Consensys / quorum

A permissioned implementation of Ethereum supporting data privacy
https://www.goquorum.com/
GNU Lesser General Public License v3.0
4.68k stars 1.29k forks source link

The memory utilization is increasing in Istanbul BFT #481

Closed hagishun closed 6 years ago

hagishun commented 6 years ago

System information

Expected behaviour

The memory utilization is periodically released.

Actual behaviour

Mamory utilization is increasing. Only one node is periodically released.

Steps to reproduce the behaviour

Evnr

Backtrace

log.zip

[backtrace]
fixanoid commented 6 years ago

@hagishun could you give me some details of the cluster: whats the configuration like and what hardware was used? Also, are you getting same issued when building quorum client from master?

tharun-allu commented 6 years ago

image This shows the memory utilization on the nodes I am running. Looks to me there might be some memory leak. The graph is 1 week utilization.

fixanoid commented 6 years ago

@tharun-allu thanks for the metrics. Whats the load on the chain and how far did it advance blockwise?

tharun-allu commented 6 years ago

@fixanoid the above graphs are from a network of nodes with 16G memory each and block height is 4 million.

I have restarted geth process in a different network yesterday with 7 million blocks and attached is the memory graph of the nodes (there are 4 in the network image

What I noticed is 2 of the nodes shot up their memory and one node died and other will soon die.

namtruong commented 6 years ago

Hi @tharun-allu I've been trying to replicate this issue but unable to. Did you get this only after it reached 4 million blocks? From the graph attached it seems quite stable for sometime before going up - was there any incident observed in the log?

tharun-allu commented 6 years ago

image @namtruong The 2nd graph was from my development network.
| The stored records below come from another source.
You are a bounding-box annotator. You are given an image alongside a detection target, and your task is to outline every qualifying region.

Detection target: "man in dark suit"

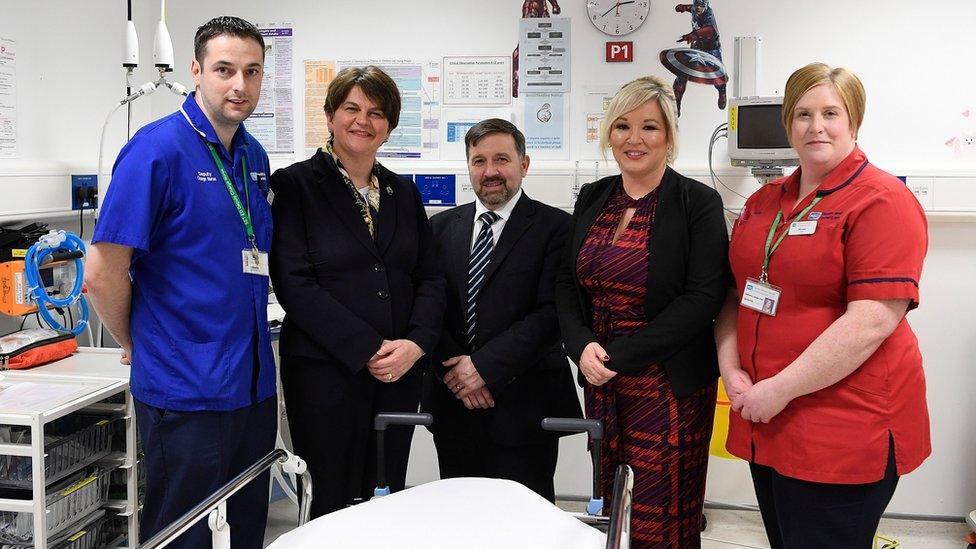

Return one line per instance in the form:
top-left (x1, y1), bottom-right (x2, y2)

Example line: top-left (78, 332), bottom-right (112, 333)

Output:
top-left (425, 118), bottom-right (581, 502)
Attached is the same nodes graphs for this week. Unfortunately I only implemented monitoring for blockheight last week and the block height for the second graph is 7.9 million now.
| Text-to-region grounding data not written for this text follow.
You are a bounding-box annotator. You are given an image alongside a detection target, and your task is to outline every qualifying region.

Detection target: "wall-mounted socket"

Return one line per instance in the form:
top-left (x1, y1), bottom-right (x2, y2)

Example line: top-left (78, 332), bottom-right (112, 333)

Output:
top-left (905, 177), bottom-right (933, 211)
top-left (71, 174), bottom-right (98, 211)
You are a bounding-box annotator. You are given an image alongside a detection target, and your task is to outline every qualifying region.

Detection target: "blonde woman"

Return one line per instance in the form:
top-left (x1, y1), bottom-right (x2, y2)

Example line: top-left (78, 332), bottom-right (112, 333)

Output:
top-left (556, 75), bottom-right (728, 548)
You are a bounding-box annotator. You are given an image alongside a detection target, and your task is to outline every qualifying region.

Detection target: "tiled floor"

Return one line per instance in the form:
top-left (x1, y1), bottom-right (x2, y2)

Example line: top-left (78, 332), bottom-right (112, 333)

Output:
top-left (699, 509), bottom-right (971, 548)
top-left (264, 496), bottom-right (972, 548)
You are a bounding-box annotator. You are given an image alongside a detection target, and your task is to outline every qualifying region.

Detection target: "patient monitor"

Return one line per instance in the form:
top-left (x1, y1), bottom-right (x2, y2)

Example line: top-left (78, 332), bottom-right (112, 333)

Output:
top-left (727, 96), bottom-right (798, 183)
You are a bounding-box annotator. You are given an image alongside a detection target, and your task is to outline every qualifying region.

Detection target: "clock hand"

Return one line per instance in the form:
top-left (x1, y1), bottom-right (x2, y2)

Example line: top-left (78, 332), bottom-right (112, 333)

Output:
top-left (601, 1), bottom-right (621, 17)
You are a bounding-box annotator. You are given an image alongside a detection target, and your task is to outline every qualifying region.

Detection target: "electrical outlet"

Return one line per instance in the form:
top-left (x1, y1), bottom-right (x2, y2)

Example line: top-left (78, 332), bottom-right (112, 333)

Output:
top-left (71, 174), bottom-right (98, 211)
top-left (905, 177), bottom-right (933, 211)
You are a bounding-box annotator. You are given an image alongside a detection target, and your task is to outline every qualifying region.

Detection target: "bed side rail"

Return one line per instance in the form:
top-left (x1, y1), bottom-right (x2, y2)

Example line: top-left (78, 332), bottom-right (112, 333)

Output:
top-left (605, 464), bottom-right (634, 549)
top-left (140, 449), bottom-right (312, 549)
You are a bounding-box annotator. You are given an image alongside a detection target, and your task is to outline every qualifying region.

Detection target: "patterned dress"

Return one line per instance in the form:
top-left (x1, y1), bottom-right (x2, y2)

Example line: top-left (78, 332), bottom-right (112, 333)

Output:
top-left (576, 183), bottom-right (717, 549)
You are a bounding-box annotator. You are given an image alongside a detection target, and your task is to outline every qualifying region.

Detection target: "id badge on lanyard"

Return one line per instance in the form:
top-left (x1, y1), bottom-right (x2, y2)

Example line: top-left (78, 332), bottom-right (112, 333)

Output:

My suspicion is that the more transactions that go through the network the faster the growth is. I currently run 3 sets of networks and the rate of growth seems to correlate with how busy (transactions) the network is. If you want me to give you any additional data or collect any new metrics I can do that and post here.

Also to reduce confusion, I can only post data from only one environment. Let me know your thoughts

namtruong commented 6 years ago

@tharun-allu thank you for the info.

I've put up a change for this - https://github.com/namtruong/quorum/tree/bugfix/istanbul-storeBacklog-memory-leak Could you please test it on the branch and let me know if this has fixed the issue?

Many thanks!

tharun-allu commented 6 years ago

image This is the latest pattern, I have not tested the fix yet. As I notice only one node jumping up and then sort of stable after. I am going to restart that node to see if other nodes behave differently. I will keep you posted on my observations.

tharun-allu commented 6 years ago

@namtruong I updated my dev network with the code from branch and I will keep you updated how it goes today.

# ./geth version
Geth
Version: 1.7.2-stable
Git Commit: 891c6c5e5c2a38c2a2982587bc12b282422929a4
Quorum Version: 2.1.0
Architecture: amd64
Go Version: go1.10.4
Operating System: linux
GOPATH=
namtruong commented 6 years ago

@tharun-allu have you got any update?

tharun-allu commented 6 years ago

image

Looks like this has resolved this issue. I will confirm by downloading the 2.1.0 from upstream and seeing whether the issue come back. I upgraded from 2.0.1 to 2.1.0 from @namtruong branch.

namtruong commented 6 years ago

@tharun-allu thanks for your update. Fyi, me and my colleague were also working on a different patch here https://github.com/jpmorganchase/quorum/compare/master...trung:f-istanbul-backlogs?expand=1 . We're in the process of testing the changes - but they are ultimately solving the same issue. Please feel free to test either of the solutions and let us know your feedback

fixanoid commented 6 years ago

@tharun-allu the new pull that addresses the issue is here: https://github.com/jpmorganchase/quorum/pull/521

tharun-allu commented 6 years ago

image The PR seems to have resolved this issue.